Communications & Media Investor Relations
Kerrie McHugh HayesTel: (212) 618-3469Email: kerrie.mchugh@brookfield.com Linda NorthwoodTel: (416) 359-8647Email: linda.northwood@brookfield.com
   

Forward-Looking Statements

This news release contains “forward-looking information” within the meaning of Canadian provincial securities laws and “forward-looking statements” within the meaning of the U.S. Securities Act of 1933, the U.S. Securities Exchange Act of 1934 and “safe harbor” provisions of the United States Private Securities Litigation Reform Act of 1995 and in any applicable Canadian securities regulations. The words “believe”, “may”, “intend” and derivations thereof and other expressions that are predictions of or indicate future events, trends or prospects and which do not relate to historical matters identify forward-looking statements.

In particular, the forward-looking information contained in this news release includes statements referring to potential future purchases by Brookfield of its Class A Preference Shares pursuant to the company’s normal course issuer bid and automatic purchase plan. Although Brookfield believes that the anticipated future results, performance or achievements expressed or implied by the forward-looking statements and information are based upon reasonable assumptions and expectations, the reader should not place undue reliance on forward-looking statements and information because they involve known and unknown risks, uncertainties and other factors, many of which are beyond Brookfield’s control, which may cause the actual results, performance or achievements of Brookfield to differ materially from anticipated future results, performance or achievement expressed or implied by such forward-looking statements and information.

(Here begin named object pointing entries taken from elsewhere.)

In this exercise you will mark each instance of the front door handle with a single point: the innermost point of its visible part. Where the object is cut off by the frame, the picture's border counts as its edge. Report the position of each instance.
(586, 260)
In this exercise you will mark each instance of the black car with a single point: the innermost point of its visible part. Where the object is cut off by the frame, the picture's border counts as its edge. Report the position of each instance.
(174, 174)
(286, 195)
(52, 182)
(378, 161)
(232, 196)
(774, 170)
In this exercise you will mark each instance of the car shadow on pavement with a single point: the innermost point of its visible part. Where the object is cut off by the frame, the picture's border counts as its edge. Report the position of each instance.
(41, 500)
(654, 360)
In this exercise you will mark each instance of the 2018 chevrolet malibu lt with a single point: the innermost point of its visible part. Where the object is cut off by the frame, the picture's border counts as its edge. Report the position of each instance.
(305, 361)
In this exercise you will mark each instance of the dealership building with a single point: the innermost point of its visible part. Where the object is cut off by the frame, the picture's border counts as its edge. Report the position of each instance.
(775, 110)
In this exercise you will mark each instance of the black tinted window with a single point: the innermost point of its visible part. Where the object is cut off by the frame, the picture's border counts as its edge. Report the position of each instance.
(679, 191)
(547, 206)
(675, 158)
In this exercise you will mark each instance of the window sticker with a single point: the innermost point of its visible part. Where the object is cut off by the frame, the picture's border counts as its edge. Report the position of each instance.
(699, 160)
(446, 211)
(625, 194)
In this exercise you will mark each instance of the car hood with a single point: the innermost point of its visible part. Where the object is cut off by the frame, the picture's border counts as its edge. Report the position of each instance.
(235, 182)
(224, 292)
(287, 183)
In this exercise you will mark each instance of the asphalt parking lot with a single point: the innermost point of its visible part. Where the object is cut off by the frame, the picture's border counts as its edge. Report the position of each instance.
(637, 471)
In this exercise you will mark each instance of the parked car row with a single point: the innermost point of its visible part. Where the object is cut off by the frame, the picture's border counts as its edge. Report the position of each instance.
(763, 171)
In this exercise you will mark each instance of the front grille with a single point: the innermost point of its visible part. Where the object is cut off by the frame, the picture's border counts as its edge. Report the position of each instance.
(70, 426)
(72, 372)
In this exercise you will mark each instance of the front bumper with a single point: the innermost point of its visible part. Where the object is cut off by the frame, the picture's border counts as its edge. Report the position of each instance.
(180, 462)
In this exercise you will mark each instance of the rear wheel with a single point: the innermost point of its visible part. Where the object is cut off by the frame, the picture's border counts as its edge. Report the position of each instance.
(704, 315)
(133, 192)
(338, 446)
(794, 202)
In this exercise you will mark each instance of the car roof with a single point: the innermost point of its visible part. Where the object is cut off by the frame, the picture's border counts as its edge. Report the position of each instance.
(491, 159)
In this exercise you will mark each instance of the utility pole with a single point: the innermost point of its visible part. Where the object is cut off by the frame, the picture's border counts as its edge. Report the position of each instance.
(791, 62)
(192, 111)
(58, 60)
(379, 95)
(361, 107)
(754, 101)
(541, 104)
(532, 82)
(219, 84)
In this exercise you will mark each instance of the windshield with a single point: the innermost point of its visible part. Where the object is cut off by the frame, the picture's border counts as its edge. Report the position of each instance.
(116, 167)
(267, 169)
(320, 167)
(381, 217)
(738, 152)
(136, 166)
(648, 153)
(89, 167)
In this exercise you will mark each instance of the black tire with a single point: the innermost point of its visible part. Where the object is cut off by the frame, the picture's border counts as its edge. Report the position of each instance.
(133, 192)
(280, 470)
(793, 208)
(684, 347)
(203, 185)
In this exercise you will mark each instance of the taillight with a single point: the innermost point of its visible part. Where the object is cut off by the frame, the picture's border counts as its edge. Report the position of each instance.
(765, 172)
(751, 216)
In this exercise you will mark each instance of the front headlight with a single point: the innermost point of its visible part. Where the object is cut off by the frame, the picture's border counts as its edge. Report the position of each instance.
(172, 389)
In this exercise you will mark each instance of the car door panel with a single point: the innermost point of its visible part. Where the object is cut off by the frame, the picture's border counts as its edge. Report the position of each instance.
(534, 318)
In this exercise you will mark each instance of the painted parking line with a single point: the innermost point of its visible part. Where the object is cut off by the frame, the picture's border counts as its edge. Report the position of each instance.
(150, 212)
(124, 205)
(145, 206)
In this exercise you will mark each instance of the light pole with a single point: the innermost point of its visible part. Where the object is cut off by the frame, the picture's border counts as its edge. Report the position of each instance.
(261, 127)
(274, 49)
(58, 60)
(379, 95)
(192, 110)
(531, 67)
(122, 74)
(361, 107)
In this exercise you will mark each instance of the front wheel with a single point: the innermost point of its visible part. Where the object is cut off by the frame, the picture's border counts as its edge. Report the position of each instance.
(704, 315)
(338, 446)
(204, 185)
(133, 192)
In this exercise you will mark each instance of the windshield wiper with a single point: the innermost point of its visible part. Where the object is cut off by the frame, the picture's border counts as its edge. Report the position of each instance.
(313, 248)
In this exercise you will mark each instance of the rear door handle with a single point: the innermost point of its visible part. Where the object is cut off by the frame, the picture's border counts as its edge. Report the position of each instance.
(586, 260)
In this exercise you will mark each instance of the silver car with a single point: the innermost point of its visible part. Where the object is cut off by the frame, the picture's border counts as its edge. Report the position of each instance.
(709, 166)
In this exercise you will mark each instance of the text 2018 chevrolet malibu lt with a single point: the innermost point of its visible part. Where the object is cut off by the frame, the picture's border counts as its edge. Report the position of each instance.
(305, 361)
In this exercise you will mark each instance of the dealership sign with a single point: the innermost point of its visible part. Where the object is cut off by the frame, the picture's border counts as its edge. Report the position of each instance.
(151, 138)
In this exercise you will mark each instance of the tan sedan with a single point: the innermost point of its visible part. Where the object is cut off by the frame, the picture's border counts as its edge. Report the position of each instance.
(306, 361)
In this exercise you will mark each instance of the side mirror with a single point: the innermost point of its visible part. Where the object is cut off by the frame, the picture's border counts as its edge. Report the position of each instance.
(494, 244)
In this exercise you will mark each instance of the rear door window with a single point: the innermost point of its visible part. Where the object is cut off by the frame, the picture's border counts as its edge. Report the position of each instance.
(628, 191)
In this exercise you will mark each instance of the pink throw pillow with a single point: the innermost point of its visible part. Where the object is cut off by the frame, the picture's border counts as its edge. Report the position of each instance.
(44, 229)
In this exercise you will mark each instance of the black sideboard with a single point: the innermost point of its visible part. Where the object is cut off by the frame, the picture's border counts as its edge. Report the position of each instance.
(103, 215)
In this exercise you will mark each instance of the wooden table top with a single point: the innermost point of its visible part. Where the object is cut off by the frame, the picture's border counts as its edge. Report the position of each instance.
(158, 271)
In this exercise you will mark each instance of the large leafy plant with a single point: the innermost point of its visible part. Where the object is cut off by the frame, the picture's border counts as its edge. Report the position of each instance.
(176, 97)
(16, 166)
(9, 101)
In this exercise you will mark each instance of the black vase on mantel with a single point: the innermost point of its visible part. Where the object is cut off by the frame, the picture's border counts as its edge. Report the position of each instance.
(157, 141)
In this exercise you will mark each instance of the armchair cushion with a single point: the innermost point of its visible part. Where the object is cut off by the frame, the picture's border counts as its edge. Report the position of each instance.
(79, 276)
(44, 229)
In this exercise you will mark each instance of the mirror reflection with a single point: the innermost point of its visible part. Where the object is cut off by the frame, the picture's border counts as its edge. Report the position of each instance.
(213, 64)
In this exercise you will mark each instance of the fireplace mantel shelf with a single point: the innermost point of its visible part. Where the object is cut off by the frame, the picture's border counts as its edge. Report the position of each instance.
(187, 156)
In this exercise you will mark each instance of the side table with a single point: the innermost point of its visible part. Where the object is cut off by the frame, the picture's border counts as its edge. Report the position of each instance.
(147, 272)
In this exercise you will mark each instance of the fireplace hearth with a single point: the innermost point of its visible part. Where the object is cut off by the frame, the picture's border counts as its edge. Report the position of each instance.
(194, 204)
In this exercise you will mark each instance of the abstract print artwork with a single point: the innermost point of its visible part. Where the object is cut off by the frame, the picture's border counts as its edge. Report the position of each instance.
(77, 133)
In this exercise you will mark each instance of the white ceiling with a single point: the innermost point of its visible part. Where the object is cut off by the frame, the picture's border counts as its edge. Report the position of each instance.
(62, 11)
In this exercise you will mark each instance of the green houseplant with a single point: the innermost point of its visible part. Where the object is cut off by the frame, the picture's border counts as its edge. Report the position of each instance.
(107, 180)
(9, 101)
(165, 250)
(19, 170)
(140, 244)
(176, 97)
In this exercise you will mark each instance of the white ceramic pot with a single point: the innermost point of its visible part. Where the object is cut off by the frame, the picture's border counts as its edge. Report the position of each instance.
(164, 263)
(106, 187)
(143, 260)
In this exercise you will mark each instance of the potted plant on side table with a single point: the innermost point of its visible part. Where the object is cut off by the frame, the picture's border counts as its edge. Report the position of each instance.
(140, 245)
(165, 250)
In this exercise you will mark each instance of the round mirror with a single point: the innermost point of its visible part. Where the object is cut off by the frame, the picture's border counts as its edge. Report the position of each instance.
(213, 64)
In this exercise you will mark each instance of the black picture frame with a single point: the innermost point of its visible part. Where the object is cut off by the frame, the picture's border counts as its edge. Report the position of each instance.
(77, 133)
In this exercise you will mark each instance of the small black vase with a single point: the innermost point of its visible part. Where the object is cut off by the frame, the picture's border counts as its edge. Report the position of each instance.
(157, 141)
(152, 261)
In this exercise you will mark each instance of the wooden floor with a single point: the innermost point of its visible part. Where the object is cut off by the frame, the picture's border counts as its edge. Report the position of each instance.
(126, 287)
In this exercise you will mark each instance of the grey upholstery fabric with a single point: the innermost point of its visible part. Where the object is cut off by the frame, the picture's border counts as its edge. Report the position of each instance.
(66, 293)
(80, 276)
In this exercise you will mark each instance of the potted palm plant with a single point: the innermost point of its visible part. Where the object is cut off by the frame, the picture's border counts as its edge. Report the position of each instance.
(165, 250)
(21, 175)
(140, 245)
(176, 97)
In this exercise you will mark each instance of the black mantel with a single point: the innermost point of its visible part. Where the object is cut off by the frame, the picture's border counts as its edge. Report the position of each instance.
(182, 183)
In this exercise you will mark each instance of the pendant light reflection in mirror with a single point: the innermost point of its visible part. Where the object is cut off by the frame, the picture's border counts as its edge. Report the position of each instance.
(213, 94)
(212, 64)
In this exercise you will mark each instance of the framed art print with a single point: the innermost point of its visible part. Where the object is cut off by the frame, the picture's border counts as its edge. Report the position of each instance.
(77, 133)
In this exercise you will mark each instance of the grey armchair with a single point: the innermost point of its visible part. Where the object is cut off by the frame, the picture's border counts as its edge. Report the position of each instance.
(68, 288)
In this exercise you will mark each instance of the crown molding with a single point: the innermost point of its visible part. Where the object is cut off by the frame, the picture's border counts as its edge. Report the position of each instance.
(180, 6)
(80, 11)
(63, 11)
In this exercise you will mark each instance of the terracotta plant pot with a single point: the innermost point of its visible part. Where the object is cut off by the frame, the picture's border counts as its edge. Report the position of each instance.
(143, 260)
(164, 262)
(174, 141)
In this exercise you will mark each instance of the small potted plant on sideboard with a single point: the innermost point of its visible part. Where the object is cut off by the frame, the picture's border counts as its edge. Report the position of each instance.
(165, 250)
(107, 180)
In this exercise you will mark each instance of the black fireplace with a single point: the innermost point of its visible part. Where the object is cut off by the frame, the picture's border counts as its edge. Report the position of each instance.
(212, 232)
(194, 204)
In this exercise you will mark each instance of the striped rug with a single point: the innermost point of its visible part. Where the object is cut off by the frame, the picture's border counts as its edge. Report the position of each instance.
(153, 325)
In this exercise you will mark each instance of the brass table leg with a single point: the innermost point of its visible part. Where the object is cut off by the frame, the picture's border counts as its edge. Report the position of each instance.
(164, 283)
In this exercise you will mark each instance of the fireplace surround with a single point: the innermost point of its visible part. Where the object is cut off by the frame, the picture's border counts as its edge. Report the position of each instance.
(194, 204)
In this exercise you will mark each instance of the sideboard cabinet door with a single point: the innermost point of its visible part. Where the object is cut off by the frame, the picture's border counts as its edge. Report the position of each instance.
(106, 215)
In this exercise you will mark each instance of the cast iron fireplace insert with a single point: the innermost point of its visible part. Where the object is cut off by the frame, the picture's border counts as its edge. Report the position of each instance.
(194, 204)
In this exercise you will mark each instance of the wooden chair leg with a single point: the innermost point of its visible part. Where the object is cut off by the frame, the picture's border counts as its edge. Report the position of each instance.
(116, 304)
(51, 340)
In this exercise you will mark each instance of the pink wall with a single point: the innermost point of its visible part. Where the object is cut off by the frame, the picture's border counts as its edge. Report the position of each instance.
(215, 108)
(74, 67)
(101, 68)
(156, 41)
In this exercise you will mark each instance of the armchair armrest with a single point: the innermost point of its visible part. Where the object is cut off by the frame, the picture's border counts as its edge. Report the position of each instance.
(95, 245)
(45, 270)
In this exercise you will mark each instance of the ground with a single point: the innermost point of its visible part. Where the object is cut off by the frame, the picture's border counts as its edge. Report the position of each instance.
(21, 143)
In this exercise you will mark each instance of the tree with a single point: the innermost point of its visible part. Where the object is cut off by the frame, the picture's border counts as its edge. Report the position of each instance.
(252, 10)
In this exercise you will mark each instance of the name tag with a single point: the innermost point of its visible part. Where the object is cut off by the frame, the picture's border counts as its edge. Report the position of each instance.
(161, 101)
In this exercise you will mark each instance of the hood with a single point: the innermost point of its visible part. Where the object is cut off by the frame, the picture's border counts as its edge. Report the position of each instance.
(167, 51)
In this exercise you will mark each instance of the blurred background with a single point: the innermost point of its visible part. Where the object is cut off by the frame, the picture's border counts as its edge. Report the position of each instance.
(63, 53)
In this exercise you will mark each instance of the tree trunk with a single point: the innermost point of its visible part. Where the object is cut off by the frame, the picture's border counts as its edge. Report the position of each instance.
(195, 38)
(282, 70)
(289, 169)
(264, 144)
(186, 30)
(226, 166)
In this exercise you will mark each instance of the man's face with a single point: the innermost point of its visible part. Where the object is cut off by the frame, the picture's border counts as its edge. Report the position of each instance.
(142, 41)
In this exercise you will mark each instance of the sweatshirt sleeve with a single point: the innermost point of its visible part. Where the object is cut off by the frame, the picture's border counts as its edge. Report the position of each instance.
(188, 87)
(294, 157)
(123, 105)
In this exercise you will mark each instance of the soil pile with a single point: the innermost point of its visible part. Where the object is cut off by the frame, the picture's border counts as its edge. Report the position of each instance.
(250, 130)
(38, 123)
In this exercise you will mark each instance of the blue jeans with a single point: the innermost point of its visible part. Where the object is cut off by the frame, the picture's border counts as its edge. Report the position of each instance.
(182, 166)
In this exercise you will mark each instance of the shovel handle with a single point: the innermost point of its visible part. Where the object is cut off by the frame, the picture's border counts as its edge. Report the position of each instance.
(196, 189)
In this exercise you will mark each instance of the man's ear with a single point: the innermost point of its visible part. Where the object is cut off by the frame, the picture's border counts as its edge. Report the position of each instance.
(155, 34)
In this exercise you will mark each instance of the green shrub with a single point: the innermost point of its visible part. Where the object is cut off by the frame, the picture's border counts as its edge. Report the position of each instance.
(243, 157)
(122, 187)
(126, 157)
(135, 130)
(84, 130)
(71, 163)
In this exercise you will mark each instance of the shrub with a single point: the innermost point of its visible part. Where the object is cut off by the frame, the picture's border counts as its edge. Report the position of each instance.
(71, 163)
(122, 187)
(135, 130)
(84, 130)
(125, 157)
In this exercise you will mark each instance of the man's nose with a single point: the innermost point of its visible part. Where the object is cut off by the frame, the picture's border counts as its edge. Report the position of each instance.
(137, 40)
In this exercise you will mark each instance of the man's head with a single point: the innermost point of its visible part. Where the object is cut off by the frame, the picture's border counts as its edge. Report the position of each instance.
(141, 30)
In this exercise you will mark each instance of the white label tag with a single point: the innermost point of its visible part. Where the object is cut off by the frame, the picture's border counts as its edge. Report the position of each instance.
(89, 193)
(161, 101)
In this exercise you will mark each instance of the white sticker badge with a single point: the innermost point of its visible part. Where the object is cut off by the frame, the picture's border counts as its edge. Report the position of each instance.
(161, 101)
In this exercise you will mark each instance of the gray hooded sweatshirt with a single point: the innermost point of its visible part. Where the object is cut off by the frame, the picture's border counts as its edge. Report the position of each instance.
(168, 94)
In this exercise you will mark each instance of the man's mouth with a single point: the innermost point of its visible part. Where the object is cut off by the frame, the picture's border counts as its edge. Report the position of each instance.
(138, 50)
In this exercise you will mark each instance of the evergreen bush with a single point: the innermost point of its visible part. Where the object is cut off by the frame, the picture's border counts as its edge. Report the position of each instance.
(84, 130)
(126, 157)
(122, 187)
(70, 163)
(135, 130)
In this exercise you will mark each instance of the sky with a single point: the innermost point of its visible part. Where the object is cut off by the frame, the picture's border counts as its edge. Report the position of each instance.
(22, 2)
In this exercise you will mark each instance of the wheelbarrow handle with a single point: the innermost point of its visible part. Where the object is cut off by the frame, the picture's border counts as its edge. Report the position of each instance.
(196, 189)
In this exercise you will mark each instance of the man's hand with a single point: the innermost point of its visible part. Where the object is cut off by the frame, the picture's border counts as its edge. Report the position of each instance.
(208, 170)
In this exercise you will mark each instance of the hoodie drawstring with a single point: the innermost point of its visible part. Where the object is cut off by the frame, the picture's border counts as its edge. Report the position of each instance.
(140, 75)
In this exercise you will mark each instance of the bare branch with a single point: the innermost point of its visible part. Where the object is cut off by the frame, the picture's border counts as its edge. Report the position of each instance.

Factors that could cause actual results to differ materially from those contemplated or implied by forward-looking statements include, but are not limited to: (i) the impact or unanticipated impact of general economic, political and market factors in the countries in which we do business including as a result of COVID-19 and related global economic disruptions; (ii) the behavior of financial markets, including fluctuations in interest and foreign exchange rates; (iii) global equity and capital markets and the availability of equity and debt financing and refinancing within these markets; and (iv) factors detailed from time to time in the documents filed by Brookfield with the securities regulators in Canada and the United States including in Management’s Discussion and Analysis under the heading “Business Environment and Risks”. Except as required by law, Brookfield undertakes no obligation to publicly update or revise any forward-looking statements or information, whether written or oral, that may be as a result of new information, future events or otherwise.